Este estudo investigou a eficácia do bloqueio BPCS como analgésico e avaliou os escores da dor pós-operatória com a escala VAS e a necessidade dos pacientes de analgésico no pós-operatório.

Métodos

Este estudo foi aprovado pelo Comitê de Ética local (15-KAEK-055) da Faculdade de Medicina da Universidade Gaziosmanpaşa e registrado como ensaio clínico no ClinicalTrials.gov (http://www.clinicaltrials.gov) com o número de identificação: NCT02680353. Neste estudo, 46 pacientes foram submetidos a tireoidectomias eletivas no Hospital Universitário Gaziosmanpaşa de abril de 2015 a abril de 2016. Os pacientes incluídos foram aqueles submetidos à tireoidectomia eletiva sob anestesia geral com estado físico ASA I-II (de acordo com a classificação da American Society of Anesthesiologists – ASA). Foram excluídos os pacientes com contraindicação para anestesia regional, com histórico de alergia a anestésicos locais, coagulopatia e aqueles em uso crônico de ou intolerância a analgésicos opioides e os que se recusaram a participar do estudo foram excluídos.
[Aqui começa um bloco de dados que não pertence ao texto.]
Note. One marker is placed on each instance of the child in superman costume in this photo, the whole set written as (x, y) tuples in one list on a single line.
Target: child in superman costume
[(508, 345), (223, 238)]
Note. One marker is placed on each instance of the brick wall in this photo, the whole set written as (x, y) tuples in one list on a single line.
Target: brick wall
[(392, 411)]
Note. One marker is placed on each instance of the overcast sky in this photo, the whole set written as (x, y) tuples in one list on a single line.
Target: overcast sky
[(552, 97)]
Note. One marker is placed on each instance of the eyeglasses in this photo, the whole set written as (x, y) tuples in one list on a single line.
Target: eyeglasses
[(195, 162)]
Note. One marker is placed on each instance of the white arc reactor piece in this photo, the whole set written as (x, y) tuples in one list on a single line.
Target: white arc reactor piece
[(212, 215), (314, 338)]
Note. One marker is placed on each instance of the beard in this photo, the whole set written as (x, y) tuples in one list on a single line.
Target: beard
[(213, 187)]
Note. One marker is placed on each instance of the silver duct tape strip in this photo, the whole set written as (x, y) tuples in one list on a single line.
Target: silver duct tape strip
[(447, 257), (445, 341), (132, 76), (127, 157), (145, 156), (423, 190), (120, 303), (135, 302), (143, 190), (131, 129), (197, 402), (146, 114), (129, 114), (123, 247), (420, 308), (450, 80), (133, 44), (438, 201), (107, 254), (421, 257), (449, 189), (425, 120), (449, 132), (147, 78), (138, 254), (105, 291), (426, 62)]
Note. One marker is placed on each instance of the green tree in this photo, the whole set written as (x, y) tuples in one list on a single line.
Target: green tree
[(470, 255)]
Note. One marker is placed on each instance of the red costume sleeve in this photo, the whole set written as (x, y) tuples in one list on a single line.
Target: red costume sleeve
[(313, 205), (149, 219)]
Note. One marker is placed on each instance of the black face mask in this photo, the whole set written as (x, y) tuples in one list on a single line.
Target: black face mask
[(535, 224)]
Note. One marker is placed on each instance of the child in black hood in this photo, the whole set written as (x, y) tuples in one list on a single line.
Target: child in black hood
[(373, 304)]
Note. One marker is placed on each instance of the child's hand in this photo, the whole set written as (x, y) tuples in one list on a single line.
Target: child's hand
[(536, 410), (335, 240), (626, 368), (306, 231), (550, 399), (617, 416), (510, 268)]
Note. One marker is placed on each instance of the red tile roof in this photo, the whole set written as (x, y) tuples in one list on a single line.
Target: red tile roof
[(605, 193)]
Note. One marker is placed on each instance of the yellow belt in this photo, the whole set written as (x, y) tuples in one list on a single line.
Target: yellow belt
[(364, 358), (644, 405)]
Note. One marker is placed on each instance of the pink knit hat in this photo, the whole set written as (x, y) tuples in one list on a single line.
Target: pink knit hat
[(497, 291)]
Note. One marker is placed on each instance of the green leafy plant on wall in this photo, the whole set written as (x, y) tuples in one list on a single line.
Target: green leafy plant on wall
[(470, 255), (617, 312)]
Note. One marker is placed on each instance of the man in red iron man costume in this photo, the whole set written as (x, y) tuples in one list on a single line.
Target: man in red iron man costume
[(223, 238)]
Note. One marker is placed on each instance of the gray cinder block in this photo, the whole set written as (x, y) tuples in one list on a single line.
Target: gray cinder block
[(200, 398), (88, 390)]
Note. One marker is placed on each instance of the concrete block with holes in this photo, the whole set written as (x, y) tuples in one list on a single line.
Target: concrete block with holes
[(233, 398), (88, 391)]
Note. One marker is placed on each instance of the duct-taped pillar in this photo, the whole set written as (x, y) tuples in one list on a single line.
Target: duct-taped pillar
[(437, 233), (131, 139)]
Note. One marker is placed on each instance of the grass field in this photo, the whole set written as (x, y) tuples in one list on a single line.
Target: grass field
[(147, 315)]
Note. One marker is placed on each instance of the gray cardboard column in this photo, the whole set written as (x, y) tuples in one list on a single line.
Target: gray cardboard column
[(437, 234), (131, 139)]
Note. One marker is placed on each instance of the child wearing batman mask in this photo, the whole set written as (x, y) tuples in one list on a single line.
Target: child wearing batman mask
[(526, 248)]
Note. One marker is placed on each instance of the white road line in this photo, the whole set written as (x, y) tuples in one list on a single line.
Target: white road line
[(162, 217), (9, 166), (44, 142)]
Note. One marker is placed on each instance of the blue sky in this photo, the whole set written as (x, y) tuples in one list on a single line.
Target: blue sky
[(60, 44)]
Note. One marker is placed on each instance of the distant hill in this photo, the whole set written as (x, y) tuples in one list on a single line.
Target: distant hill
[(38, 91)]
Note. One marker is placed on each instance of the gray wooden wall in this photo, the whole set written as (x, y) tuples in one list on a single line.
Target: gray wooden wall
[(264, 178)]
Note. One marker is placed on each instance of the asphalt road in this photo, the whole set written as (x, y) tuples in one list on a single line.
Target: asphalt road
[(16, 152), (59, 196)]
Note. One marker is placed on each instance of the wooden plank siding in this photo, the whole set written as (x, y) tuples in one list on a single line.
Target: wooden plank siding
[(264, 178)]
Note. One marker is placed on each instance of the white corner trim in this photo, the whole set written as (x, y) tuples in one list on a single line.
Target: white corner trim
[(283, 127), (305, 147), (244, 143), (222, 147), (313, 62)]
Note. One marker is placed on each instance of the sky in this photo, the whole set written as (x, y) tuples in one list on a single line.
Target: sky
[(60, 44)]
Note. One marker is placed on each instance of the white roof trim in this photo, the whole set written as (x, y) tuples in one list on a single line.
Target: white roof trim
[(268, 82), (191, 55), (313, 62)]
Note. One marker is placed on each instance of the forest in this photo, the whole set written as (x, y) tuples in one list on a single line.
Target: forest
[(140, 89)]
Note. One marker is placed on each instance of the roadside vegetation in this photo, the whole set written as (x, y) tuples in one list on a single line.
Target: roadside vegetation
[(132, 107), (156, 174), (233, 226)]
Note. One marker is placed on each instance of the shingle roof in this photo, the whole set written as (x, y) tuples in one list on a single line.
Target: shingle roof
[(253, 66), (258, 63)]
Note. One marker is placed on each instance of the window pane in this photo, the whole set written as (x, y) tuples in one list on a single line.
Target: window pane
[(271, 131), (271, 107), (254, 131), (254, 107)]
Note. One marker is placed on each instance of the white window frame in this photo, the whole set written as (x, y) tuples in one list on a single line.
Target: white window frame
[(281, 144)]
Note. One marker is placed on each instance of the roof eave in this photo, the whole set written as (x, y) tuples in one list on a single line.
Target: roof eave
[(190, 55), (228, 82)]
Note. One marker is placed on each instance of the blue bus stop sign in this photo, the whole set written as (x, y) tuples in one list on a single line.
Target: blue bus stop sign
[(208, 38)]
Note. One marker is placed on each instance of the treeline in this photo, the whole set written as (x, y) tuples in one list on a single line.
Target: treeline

Os 46 pacientes foram divididos aleatoriamente em dois grupos mediante o uso de números randômicos gerados por computador. Um grupo (Grupo GS) recebeu apenas anestesia geral (Grupo AG) e o outro grupo recebeu anestesia geral mais bloqueio bilateral do BPCS – após a indução da anestesia geral e antes da incisão na pele. Cada grupo continha 23 pacientes.

Após estabelecer um procedimento de monitoração padrão para anestesia geral, todos os pacientes receberam tiopental sódico (4–5 mg.kg−1), fentanil (1 µg.kg−1) e brometo de rocurônio (0,5 mg.kg−1) por via intravenosa. A anestesia foi mantida com oxigênio/ar a 50%/50%, sevoflurano e remifentanil. O remifentanil foi aplicado em concentrações de 40 µg.mL–1, as primeiras doses iniciaram em 0,1 µg.kg–1.min–1. As doses de remifentanil foram aumentadas quando a pressão arterial média ou a frequência cardíaca do paciente ficou 20% acima dos valores basais. As doses de remifentanil foram reduzidas quando a pressão arterial média ficou 20% abaixo dos valores basais ou quando a frequência cardíaca do paciente caiu abaixo de 60 bpm. O consumo médio de remifentanil no intraoperatório de todos os pacientes foi registrado. Após a cirurgia, os pacientes foram admitidos na Sala de Recuperação Pós-Anestésica (SRPA).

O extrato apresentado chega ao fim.